DS still gets bounced to sleep for both naps and sometimes at night. She is 13m. Sling + Pacifier + ball = sleep She won't ever nurse to sleep. It works all right for me and is a lot easier for our nanny than nurse-to-sleep older brother.

Yeah, I know we will transition at some point but personally, since it works still, I'll try and keep it going as long as possible. It is pretty much rocking to sleep which is more common.

When it stops, hopefully she be old enough for a No Cry Sleep go to sleep in her crib type thing but having done it once, I think bouncing is easier.

We don't bounce her at other times and she'll usually fall back to sleep after nursing in the night.

If you haven't checked the ball's inflation lately, do so. It is much easier on the bottom to bounce on a full ball.


----------



## Louisep (May 1, 2009)

Yep - btdt! Hello high needs DS who I bounced to sleep for 9 months (middle of the night included when nursing stopped having its magic effect). Suddenly at 9 months he started fighting the ergo and the bouncing. From that moment on we lay down next to each other and cuddled until he fell asleep. At first it took a long time but less than an hour. Middle of the night was still difficult for quite a while, but eventually all his teeth came through and he hit all the gross motor skills milestones early and became more restful at night.

He's now a good sleeper! I never thought it would happen. I believe our nightly schedule has helped a lot too. He knows the routine and anticipates what is to come.

Gosh, I remember the insanity of the bouncing, the strapping on of the ergo at 2 am and night dancing around the bedroom while weeping!

He's now such a wonderful toddler, I wouldn't change the path that brought us here.


----------



## applecider (Jul 16, 2005)

I bounced my now 5yo DS to sleep for every night and nap for two years. It was not fun. He still has sensory issues, heck, I got him a trampoline for his birthday two years ago! Eventually, I just said enough is enough and at 2 he could understand that he needed to lay with mommy and I would rub his back. Now at 5 he still likes me to lay with him to fall asleep but will sometimes go to sleep by himself (I can't lay with him cause he's just too wiggly!).

Anyhoo, I totally understand and I guess what helped me was just accepting that this is how it was. Also, what we mostly did was put him on the front in a mei tai and kind of bounce while walking around the house.


----------



## doulawoman (Mar 11, 2008)

thank you everyone!

This has been somewhat reassuring...somewhat.

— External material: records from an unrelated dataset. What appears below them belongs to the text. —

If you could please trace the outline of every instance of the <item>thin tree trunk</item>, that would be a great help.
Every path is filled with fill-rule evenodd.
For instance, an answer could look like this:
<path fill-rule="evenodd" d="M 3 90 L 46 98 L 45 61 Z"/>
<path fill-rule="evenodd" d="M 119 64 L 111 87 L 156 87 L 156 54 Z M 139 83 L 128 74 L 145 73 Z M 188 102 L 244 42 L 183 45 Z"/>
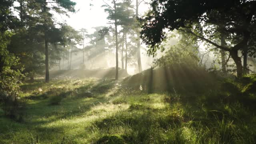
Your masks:
<path fill-rule="evenodd" d="M 248 52 L 247 46 L 245 46 L 244 49 L 244 65 L 243 65 L 243 74 L 247 74 L 247 52 Z"/>
<path fill-rule="evenodd" d="M 242 65 L 242 60 L 241 58 L 238 56 L 238 51 L 237 50 L 233 50 L 230 51 L 230 54 L 231 57 L 234 60 L 236 65 L 236 72 L 237 77 L 240 78 L 243 75 L 243 67 Z"/>
<path fill-rule="evenodd" d="M 138 0 L 136 0 L 136 18 L 137 19 L 139 18 L 139 2 Z M 141 66 L 141 60 L 140 58 L 140 32 L 138 32 L 139 29 L 138 28 L 138 32 L 137 33 L 137 57 L 138 57 L 138 65 L 139 68 L 139 72 L 141 72 L 142 70 L 142 66 Z"/>
<path fill-rule="evenodd" d="M 220 41 L 221 42 L 221 46 L 224 47 L 226 46 L 226 42 L 225 41 L 225 38 L 224 35 L 222 34 L 220 36 Z M 220 50 L 221 53 L 221 64 L 222 71 L 224 73 L 226 72 L 226 54 L 225 54 L 225 50 L 223 49 Z"/>
<path fill-rule="evenodd" d="M 45 82 L 50 82 L 49 74 L 49 58 L 48 54 L 48 41 L 46 32 L 44 33 L 44 44 L 45 47 Z"/>
<path fill-rule="evenodd" d="M 68 64 L 67 64 L 67 70 L 69 70 L 69 55 L 70 54 L 70 52 L 69 51 L 69 50 L 68 50 Z"/>
<path fill-rule="evenodd" d="M 22 24 L 23 23 L 23 0 L 20 0 L 19 2 L 20 8 L 20 22 Z"/>
<path fill-rule="evenodd" d="M 46 0 L 45 1 L 44 5 L 44 12 L 46 12 L 46 5 L 47 3 Z M 48 40 L 47 37 L 47 26 L 46 26 L 46 18 L 44 18 L 44 46 L 45 47 L 45 82 L 46 83 L 50 82 L 50 76 L 49 74 L 49 57 L 48 53 Z"/>
<path fill-rule="evenodd" d="M 123 45 L 122 47 L 122 52 L 121 52 L 121 58 L 122 58 L 122 69 L 124 69 L 124 46 Z"/>
<path fill-rule="evenodd" d="M 61 69 L 61 68 L 60 67 L 61 66 L 61 63 L 60 62 L 61 62 L 61 59 L 60 59 L 60 60 L 59 60 L 59 70 L 60 70 L 60 69 Z"/>
<path fill-rule="evenodd" d="M 64 70 L 64 54 L 62 58 L 62 70 Z"/>
<path fill-rule="evenodd" d="M 71 69 L 71 64 L 72 63 L 72 51 L 73 50 L 73 46 L 71 45 L 71 51 L 70 52 L 70 62 L 69 64 L 69 70 Z"/>
<path fill-rule="evenodd" d="M 84 64 L 84 35 L 83 32 L 83 66 Z"/>
<path fill-rule="evenodd" d="M 126 36 L 126 33 L 125 34 L 124 36 L 125 37 L 125 70 L 126 72 L 127 72 L 127 61 L 128 61 L 128 58 L 127 58 L 127 38 Z"/>
<path fill-rule="evenodd" d="M 115 13 L 115 34 L 116 35 L 116 80 L 118 79 L 118 39 L 117 38 L 117 20 L 116 14 L 116 0 L 113 0 Z"/>

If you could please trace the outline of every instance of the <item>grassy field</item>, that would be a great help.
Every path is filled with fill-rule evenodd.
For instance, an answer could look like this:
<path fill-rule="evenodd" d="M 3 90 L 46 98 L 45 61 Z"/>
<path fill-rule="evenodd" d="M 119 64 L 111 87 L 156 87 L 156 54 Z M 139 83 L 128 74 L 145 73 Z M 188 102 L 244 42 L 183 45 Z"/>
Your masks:
<path fill-rule="evenodd" d="M 182 94 L 149 94 L 113 80 L 43 81 L 21 86 L 22 122 L 0 110 L 0 144 L 256 142 L 255 76 Z"/>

so it's 2 am and guess what I'm doing???

nursing...we try every freaking day, but she has to move, often ends up in a downward dog pose while latched. she will cry/squirm/crawl around for hours even if exhausted...the rocking chair she freaks...we just keep trying but it turns into craziness and she can't sleep even more because she is so upset. She fights it quite often too, but nothing else works so we just take a break...I have been on the edge of losing it since her birth...even of I could put her down with me during the day with any regularity and sleep with her! then I wouldn't be so tired...I just don't want to be resenting her. between the birth and this and her often crazy intensity during the day I don't know if it'd be wise to ever have another. I'm not sure I'd survive. I'm not sure I can do this...yet I feel I have no choice, CIO wouldn't evem work, knowing her, I KNOW she can and will stay up all night and be worse for any amount of the crazy crying.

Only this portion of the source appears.